Pair of Brass and Iron Andirons with Triple-Scroll Finials and Lyre-Form Uprights, in the Style of Raymond Subes
Pair of brass and wrought iron andirons in the style of Raymond Subes, each upright featuring a central lyre-form motif with flanking scrollwork and a triple-scroll finial, set on semicircular arched bases. France. Circa 1940.
W. × D. × H.: 15 × 34.5 × 33.5 cm
PRODUCT DETAILS
| Dimensions en CM | 15 x 34.5 x 33.5 cm |
|---|---|
| Dimensions en INCH | 5.91 x 13.58 x 13.19 inch |
| Période | 1930–1940 |
| Style | Art Deco |
| Matériaux | Brass |
PRODUCT DESCRIPTION
This refined pair of brass and wrought iron andirons demonstrates the formal intelligence and decorative inventiveness that characterise the finest Art Déco ironwork produced in France in the period around 1940. Each piece is composed around a central vertical upright whose decorative programme unfolds in a sequence of carefully designed motifs: at the base, a semicircular arch rests on the hearth; from this rises the decorated shaft, whose central register features a large enclosed lyre or heart form flanked by paired scrolls; and above this, the shaft continues to a crowning triple-scroll finial of three curling tendrils — a motif of great elegance that echoes the scroll vocabularies of Louis XVI ironwork while remaining unmistakably of its own modernist moment.
The attribution to the manner of Raymond Subes is apt: this is precisely the formal register in which Subes and his circle operated, translating the classical language of European decorative metalwork into a contemporary idiom that was original without being merely fashionable. The enclosed lyre form at the centre of each upright is a device with a long history — from Rococo furniture mounts to Empire ormolu — here stripped of its historicist weight and rendered in the language of controlled organic abstraction that defines Art Déco metalwork at its best.

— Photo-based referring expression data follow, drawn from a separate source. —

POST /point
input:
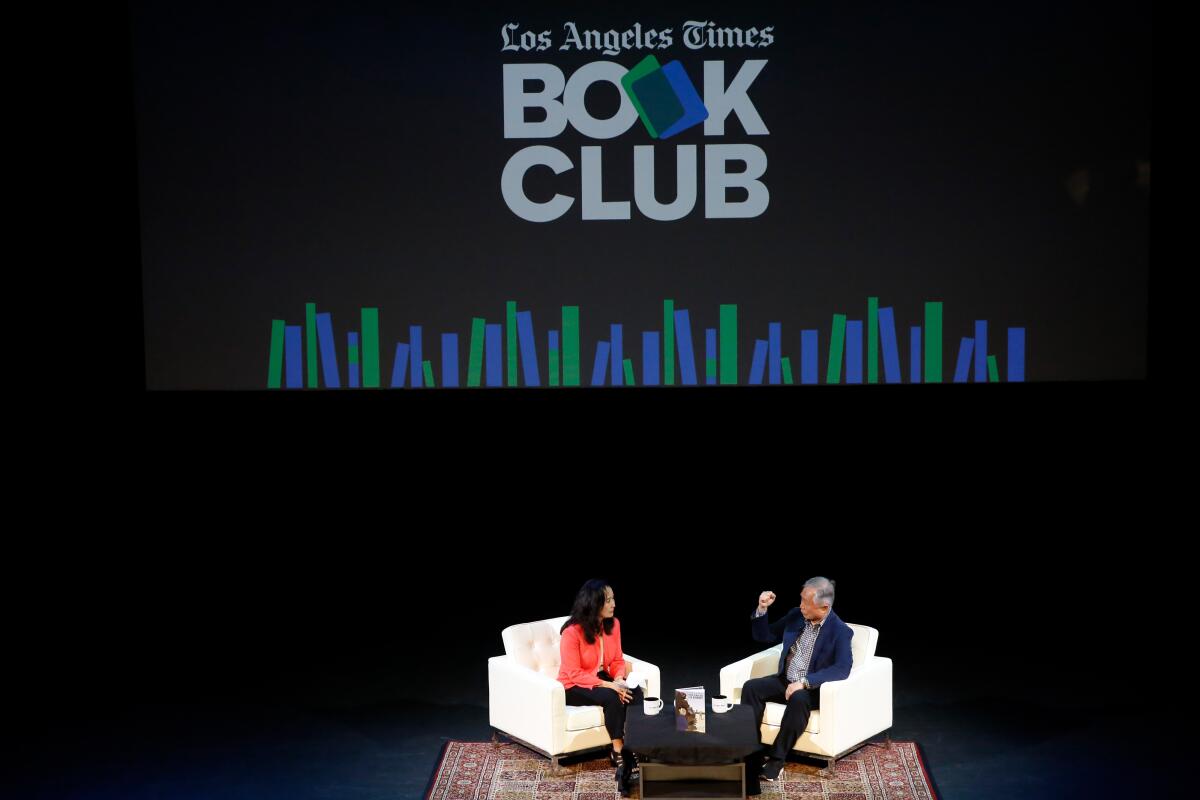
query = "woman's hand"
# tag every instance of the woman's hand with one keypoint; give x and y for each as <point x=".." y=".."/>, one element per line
<point x="624" y="693"/>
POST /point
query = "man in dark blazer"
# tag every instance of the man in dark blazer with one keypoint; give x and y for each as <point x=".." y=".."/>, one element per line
<point x="816" y="649"/>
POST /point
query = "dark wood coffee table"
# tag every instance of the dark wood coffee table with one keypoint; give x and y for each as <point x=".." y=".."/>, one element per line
<point x="719" y="763"/>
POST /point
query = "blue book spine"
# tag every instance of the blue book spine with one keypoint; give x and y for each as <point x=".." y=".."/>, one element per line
<point x="759" y="364"/>
<point x="809" y="356"/>
<point x="617" y="356"/>
<point x="775" y="353"/>
<point x="399" y="366"/>
<point x="528" y="348"/>
<point x="1017" y="354"/>
<point x="293" y="356"/>
<point x="891" y="350"/>
<point x="853" y="350"/>
<point x="600" y="365"/>
<point x="963" y="367"/>
<point x="711" y="355"/>
<point x="649" y="358"/>
<point x="415" y="372"/>
<point x="493" y="355"/>
<point x="981" y="350"/>
<point x="915" y="356"/>
<point x="328" y="352"/>
<point x="683" y="344"/>
<point x="450" y="360"/>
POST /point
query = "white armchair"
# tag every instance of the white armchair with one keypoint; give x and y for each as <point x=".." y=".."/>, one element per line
<point x="527" y="703"/>
<point x="851" y="711"/>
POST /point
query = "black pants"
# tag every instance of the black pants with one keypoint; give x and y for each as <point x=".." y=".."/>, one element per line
<point x="613" y="709"/>
<point x="760" y="691"/>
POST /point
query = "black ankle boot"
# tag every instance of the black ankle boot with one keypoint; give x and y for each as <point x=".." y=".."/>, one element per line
<point x="635" y="770"/>
<point x="622" y="774"/>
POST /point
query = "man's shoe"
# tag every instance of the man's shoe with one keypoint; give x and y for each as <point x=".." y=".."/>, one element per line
<point x="772" y="769"/>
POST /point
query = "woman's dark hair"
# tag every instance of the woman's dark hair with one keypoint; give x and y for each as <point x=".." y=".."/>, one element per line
<point x="586" y="611"/>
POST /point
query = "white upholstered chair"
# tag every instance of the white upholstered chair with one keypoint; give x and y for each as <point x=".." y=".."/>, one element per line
<point x="527" y="703"/>
<point x="851" y="711"/>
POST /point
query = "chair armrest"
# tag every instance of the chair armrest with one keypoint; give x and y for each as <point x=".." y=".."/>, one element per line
<point x="653" y="677"/>
<point x="739" y="672"/>
<point x="859" y="707"/>
<point x="526" y="704"/>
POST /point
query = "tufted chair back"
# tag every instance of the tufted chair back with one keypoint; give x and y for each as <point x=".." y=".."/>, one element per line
<point x="535" y="644"/>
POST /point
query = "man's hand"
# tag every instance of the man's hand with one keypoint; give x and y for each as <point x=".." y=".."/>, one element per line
<point x="765" y="600"/>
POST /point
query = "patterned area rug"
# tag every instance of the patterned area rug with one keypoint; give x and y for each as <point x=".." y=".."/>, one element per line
<point x="472" y="770"/>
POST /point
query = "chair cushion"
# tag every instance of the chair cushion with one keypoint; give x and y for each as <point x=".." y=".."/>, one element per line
<point x="773" y="715"/>
<point x="581" y="717"/>
<point x="862" y="647"/>
<point x="535" y="644"/>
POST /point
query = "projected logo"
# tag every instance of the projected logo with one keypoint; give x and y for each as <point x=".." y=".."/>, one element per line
<point x="665" y="97"/>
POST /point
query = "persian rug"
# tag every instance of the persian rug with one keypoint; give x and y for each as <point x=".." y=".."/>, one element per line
<point x="478" y="770"/>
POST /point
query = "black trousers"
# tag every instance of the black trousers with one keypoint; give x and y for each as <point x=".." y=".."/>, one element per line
<point x="760" y="691"/>
<point x="613" y="709"/>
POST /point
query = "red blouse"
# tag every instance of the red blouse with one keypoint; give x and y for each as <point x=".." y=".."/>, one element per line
<point x="580" y="661"/>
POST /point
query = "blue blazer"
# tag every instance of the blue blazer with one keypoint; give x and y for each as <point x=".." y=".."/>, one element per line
<point x="831" y="654"/>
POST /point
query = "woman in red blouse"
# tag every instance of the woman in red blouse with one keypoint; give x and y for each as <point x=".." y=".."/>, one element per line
<point x="593" y="669"/>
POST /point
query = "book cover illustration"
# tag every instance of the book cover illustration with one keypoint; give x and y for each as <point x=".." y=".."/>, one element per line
<point x="690" y="709"/>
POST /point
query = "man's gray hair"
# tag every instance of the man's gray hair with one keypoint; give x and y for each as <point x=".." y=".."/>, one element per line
<point x="823" y="587"/>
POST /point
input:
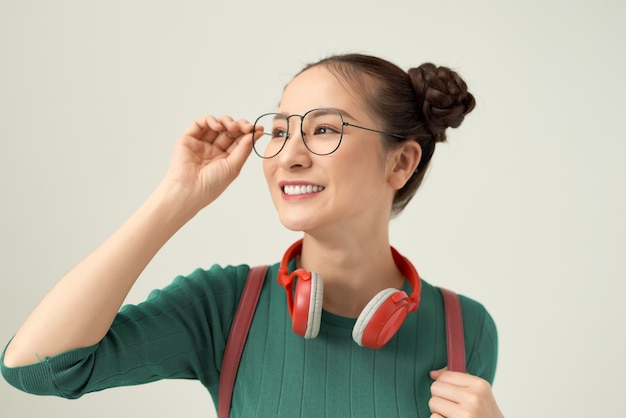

The material — a combination of brass and wrought iron — is handled with the assurance of a mature craftsman. The brass elements contribute their characteristic warm gilded tone, while the iron provides structural solidity and a formal contrast that prevents the piece from becoming merely decorative. The patina that has developed on the surface of both metals has unified the overall tone, lending the pair a quiet antiquity.
At 33.5 cm high, these are andirons of intimate scale, suited to a domestic fireplace of moderate proportions. Their compact format concentrates rather than disperses the formal richness of the composition, making them as effective as objects of decorative interest as they are as functional hearth furniture.